In Mr. Jones, the eponymous Gareth Jones (James Norton) is a Welsh freelance journalist who travels to the Soviet Union in 1933 to interview Joseph Stalin. But the film begins outside of this man’s story, instead landscaping a pastoral farm—animals milling about, fields of grain waving with the wind. Jones, in his journalistic pursuit, stumbles upon a nefarious truth behind Stalin’s Five Year Plan—the Holodomor, in which Ukraine’s grain was exported in vast quantities that caused mass, genocidal starvation in the region.
Director Agnieszka Holland directs some great sequences in Mr. Jones—this opening sequence; a woozy, heroin-fueled party; a quiet, haunting interlude on a train. Still, stretches of the film are rather staid. The first act relies on undercurrents of tension stemming from covert surveillance tactics to produce the thrill in this journalistic thriller. The more this surveillance strong-arming is visible, the less threatening it appears (at one point, a Soviet goon places a cup up to a wall in an attempt to intercept a secretive conversation between Jones and a source). Later, this reliance will be on iconography of death and famine, which is shocking to a point but becomes repetitive in a lengthy middle act.
What works best to put the viewer at unease are the more bureaucratic forms of control, like a hotel clerk very pointedly hinting that Jones will not be welcome in Moscow for more than two days, or the obfuscation of facts disseminated by Pulitzer Prize-winning reporter Walter Duranty (Peter Sarsgaard).

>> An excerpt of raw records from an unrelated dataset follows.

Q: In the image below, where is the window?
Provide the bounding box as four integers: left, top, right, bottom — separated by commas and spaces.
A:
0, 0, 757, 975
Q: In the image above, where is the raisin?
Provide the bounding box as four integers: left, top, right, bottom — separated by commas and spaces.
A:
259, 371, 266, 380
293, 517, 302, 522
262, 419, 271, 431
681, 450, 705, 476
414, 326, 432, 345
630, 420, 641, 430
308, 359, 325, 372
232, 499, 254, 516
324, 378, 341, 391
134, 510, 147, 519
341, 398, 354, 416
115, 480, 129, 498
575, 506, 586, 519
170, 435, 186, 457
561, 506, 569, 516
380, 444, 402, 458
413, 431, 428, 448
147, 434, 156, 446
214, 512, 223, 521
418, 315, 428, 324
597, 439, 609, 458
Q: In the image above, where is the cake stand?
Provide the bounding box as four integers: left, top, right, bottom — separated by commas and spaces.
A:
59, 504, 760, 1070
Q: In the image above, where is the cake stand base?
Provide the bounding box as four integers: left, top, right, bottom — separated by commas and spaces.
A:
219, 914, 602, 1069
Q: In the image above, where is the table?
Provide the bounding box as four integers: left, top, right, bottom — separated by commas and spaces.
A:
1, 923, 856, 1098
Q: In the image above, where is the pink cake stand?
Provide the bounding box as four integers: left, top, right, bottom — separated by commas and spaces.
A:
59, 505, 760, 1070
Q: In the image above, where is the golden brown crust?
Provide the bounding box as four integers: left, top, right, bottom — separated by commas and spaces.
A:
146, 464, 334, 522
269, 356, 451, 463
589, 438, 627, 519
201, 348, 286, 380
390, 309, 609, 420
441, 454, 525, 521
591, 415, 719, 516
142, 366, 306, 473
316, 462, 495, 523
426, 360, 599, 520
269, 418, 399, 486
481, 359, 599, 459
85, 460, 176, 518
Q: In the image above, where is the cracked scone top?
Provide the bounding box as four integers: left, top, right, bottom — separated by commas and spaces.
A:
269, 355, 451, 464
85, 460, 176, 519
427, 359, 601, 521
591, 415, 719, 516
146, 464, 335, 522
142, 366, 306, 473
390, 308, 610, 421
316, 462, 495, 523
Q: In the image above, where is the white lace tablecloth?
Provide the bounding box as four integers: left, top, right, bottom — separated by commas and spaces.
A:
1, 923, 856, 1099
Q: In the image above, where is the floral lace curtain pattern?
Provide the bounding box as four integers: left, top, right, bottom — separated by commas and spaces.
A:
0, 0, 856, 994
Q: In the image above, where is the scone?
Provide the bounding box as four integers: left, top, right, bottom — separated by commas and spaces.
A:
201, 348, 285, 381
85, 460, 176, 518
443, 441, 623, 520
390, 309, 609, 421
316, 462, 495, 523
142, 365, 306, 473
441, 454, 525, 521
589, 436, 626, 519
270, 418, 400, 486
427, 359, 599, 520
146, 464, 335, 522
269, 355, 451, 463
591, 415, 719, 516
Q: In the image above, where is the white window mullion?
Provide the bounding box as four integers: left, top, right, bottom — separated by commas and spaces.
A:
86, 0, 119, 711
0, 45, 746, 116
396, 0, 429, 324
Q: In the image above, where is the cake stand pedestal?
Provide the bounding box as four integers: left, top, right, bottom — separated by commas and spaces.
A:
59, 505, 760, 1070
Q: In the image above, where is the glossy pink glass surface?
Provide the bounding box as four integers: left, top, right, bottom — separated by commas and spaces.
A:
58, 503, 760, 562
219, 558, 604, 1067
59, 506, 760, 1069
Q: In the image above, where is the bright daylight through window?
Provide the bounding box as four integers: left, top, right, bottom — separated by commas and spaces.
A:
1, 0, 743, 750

The struggle for Jones to attain the truth is one thing, but the struggle to assert this truth and instigate change is a different war entirely. This latter part is arguably the most compelling, but it does not become a primary focus until the final few scenes.
In the meantime, it is mainly Jones’ savvy and sacrifice that provides a meaningful throughline. With his journalistic pursuit noble (Norton is, fittingly, nobly understated in his performance) and his methods adept, the drive for knowledge fuels the film. The emotional throughlines, on the other hand, are less effective. They run flatter. The relationship between Jones and fellow writer Ada Brooks (Vanessa Kirby), for one, reads underdeveloped.
Andrea Chalupa’s script makes a pressing call for the importance of fact-finding and integrity in journalism, presenting a protagonist who sacrifices his own body and makes difficult decisions to try and inform the world of a harrowing atrocity, and the most visible antagonist embodies the antithesis. While the film, when taken as a whole, does not contain the most efficient or focused narrative, this underlying tension remains compelling. As such, Mr. Jones is a powerful watch, if not an uneven one.
Mr. Jones: B
Mr. Jones will be available On Digital June 19th and On Demand July 3rd.